Figure 45: Solar PV load factor for the Climatic year 2009 – Distributed Energy 2040

Figure 46: Onshore wind load factor for the Climatic year 2009 – Distributed Energy 2040

Figure 47: Offshore wind load factor for the Climatic year 2009 – Distributed Energy 2040

While LCOE may no longer fit the purpose of comparing investment candidates within a wide range of technologies, it is still useful to compare the location for a given technology as it takes into account resource availability both in a geographical and climatic sense.

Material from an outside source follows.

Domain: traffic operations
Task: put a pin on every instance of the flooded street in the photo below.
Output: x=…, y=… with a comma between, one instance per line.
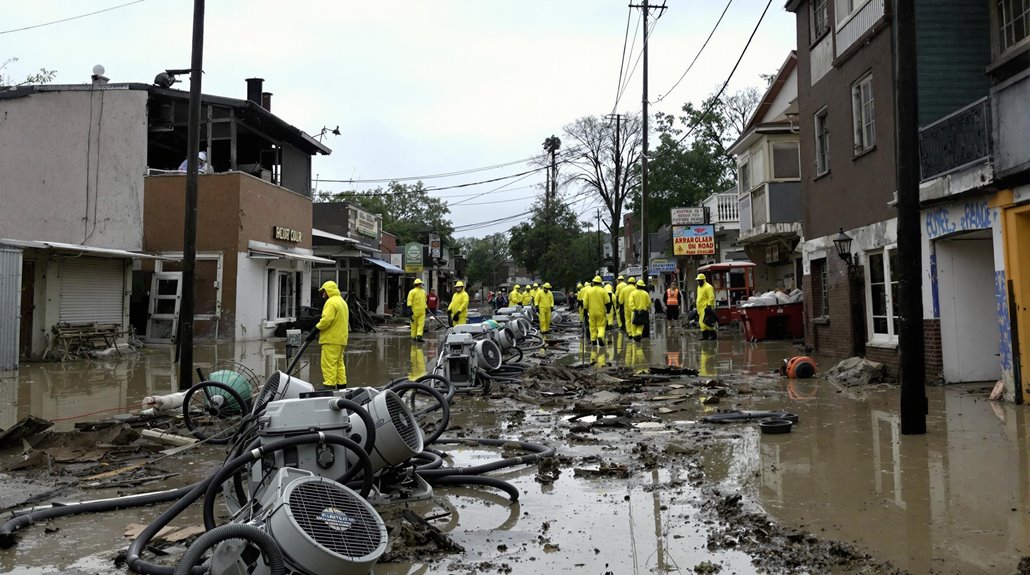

The cost of technology for residential PV is stable across Europe however its load factor is wholly dependent on the geographical location. For example, solar PV average load factor is 18 % in Spain and only 10 % in Finland. Based on cost assumption for Distributed Energy in 2050, it results in a LCOE of ~14 €/MWh in Spain compared to ~26 €/MWh in Finland.

With competitive RES, the decision on building new conventional thermal plants will be increasingly driven by the flexibility need of the electricity system rather than delivering energy across the year. Their role will be to meet the residual demand and ensure national and regional security of supply through interconnections. The choice between cheaper units (e. g., OCGT) and more sophisticated, expensive and efficient units (e. g. CCGT) will depend on the number of running hours required to balance the system and the price of low carbon equivalents to present fossil fuels. These technologies will also need to compete against other forms of flexibility, such as interconnectors, demand side response, batteries and hydrogen storage.

Nuclear is a specific technology as the choice to build new units not only depends on the economics of the facility but also on political and industrial decision considering the overall value chain. As a result, the development of new capacity is an input to the scenarios with no new units in Distributed Energy while Global Ambition follows a trend set by high trajectories from the relevant TSOs of countries anticipating new nuclear. Therefore, nuclear generation is only influencing the marginal prices of the scenarios.

As a result, the comparison of economic competitiveness of new power generation units could be clustered in two groups:

  • Wind and solar as the main electricity source in terms of energy delivered on annual basis;
  • Thermal generation as a source of flexibility on the generation side (in competition with other flexibility options such as batteries, DSM or interconnections).

Figure 48: LCOE of wind and solar under different configurations – Distributed Energy 2040

Figure 49: LCOE of wind and solar in different configurations – Global Ambition 2040

Figure 50: LCOE of flexible methane generation under different load factors – Distributed Energy 2040 (Fuel cost is based on a 57 %/30 %/13 % mix between natural gas, biomethane and synthetic methane with a CO₂ cost of 123 €/t CO₂. LCOE are very similar for Global Ambition.)

  • Solar PV and onshore wind in Distributed Energy is linked to the development of prosumer behaviour and decentralised focus;
  • Wind offshore in Global Ambition linked to the development of large-scale RES solution.

The graphs also show the impact of running hours on the choice of flexible thermal generation. The increasing cost of fuels and CO₂ result in a premium for most efficient units with OCGT becoming competitive against CCGT for load factors between 10 % and 30 %.